Londres limpou um rio maior que o Rio Pinheiros: o Rio Tâmisa. A
despoluição do Tâmisa é um dos exemplos seguidos por várias cidades que
tiveram o mesmo problema. Um rio biologicamente morto reviveu em menos
de 50 anos. O investimento e a tecnologia necessários não foram poupados
nesse trabalho de quase três gerações.
No século 19, o rio era conhecido como “O Grande Mau Cheiro”. Eram
comuns as epidemias de cólera. Em pleno reinado da Rainha Vitória, as
sessões do Parlamento, que fica bem na margem do rio, tinham que ser
suspensas quando o vento levava o odor para dentro do prédio. Primeiro,
foi construído um sistema de captação de esgoto, em 1958. A solução não
resistiu ao crescimento da população. E na década de 50 do século 20,
vieram mais estações de tratamento.
Hoje, a empresa de saneamento de Londres continua a investir na
infraestrutura. Dois barcos percorrem o Tâmisa de segunda a sexta e
retiram 30 toneladas de lixo por dia.

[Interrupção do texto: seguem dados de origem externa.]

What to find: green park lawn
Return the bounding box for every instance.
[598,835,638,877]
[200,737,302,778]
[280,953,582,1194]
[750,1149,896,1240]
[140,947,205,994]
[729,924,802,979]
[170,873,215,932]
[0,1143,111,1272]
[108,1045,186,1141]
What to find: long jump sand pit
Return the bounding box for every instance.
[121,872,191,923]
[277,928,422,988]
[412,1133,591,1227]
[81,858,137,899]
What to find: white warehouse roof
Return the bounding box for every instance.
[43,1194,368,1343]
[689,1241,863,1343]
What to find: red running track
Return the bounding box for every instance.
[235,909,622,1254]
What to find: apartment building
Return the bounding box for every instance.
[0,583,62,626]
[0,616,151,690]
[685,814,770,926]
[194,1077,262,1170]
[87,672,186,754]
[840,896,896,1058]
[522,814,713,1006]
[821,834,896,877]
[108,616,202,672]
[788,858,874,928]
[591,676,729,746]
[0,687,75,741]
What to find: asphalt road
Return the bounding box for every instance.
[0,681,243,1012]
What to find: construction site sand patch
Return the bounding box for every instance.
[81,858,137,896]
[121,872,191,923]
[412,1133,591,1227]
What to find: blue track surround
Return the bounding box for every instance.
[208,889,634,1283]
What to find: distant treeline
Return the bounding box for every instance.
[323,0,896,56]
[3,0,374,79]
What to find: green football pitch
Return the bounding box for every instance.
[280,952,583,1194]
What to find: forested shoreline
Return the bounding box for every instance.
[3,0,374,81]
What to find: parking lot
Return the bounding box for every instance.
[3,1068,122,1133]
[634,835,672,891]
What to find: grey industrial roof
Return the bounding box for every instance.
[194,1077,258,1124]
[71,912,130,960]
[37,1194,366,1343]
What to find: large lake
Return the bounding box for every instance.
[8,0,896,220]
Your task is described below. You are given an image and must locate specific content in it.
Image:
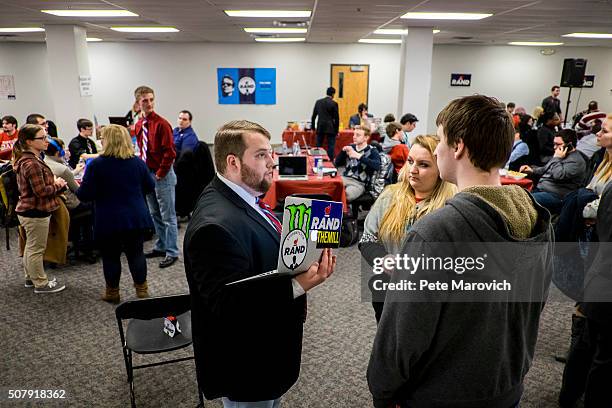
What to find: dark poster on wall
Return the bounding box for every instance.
[582,75,595,88]
[217,68,276,105]
[451,74,472,86]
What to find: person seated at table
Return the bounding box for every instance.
[334,126,380,203]
[576,120,601,159]
[44,137,85,210]
[68,119,98,169]
[376,113,395,142]
[382,122,410,182]
[349,102,373,131]
[555,118,612,242]
[359,135,457,323]
[44,137,96,263]
[400,113,419,147]
[520,129,587,214]
[538,111,560,164]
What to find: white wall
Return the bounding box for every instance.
[0,43,53,126]
[0,43,612,142]
[90,43,399,143]
[429,45,612,130]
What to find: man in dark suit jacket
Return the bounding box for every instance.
[310,86,340,160]
[559,183,612,408]
[184,120,335,407]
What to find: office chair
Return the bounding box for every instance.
[115,294,204,408]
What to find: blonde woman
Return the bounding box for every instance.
[76,125,155,303]
[583,114,612,219]
[359,135,457,322]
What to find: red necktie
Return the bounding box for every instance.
[257,198,283,235]
[140,118,149,163]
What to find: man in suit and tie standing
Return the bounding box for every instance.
[310,86,340,161]
[183,120,335,408]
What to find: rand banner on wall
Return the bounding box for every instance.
[217,68,276,105]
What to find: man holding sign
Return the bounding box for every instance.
[183,120,335,408]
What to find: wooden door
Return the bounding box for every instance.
[330,64,370,130]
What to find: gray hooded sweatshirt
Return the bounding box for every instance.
[367,186,553,408]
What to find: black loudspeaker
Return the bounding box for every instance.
[561,58,587,88]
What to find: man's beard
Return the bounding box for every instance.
[240,162,271,194]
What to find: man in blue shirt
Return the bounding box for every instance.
[173,110,199,159]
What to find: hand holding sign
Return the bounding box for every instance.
[295,248,336,292]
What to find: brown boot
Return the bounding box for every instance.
[134,281,149,298]
[102,286,120,304]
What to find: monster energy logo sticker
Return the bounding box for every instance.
[285,203,312,236]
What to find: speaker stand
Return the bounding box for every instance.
[563,86,572,129]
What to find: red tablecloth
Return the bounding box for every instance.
[499,176,533,191]
[283,129,380,156]
[263,156,348,212]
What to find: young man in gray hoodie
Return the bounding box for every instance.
[367,95,553,408]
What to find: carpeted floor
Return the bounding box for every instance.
[0,226,572,408]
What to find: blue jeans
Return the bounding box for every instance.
[99,230,147,288]
[147,167,179,258]
[531,190,563,214]
[223,397,280,408]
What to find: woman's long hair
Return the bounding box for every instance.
[595,113,612,183]
[13,124,45,163]
[378,135,457,243]
[100,125,134,159]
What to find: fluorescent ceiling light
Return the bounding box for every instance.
[0,27,45,33]
[374,28,408,35]
[111,27,179,33]
[244,27,308,34]
[508,41,563,47]
[359,38,402,44]
[224,10,311,18]
[40,9,138,17]
[401,12,493,20]
[562,33,612,38]
[255,37,306,42]
[374,28,440,35]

Todos os detritos são coletados
por grades instaladas na proa e por esteiras que varrem o leito do rio.
Câmeras de vídeo, radares e sonares informam a localização do lixo. O
sistema funciona. Hoje, existem 121 espécies de peixes no Tâmisa e mais
de 400 espécies de invertebrados.
Um rio como esse é o centro da vida na cidade. No jubileu dos 60 anos
de reinado de Elizabeth II, o Tâmisa vai ser personagem de destaque. No
domingo, um desfile fluvial de mil barcos, uma flotilha com toda a
realeza, vai passar sob as três pontes principais ao som de música ao
vivo em uma ocasião que vai lembrar as telas dos séculos 17 e 18.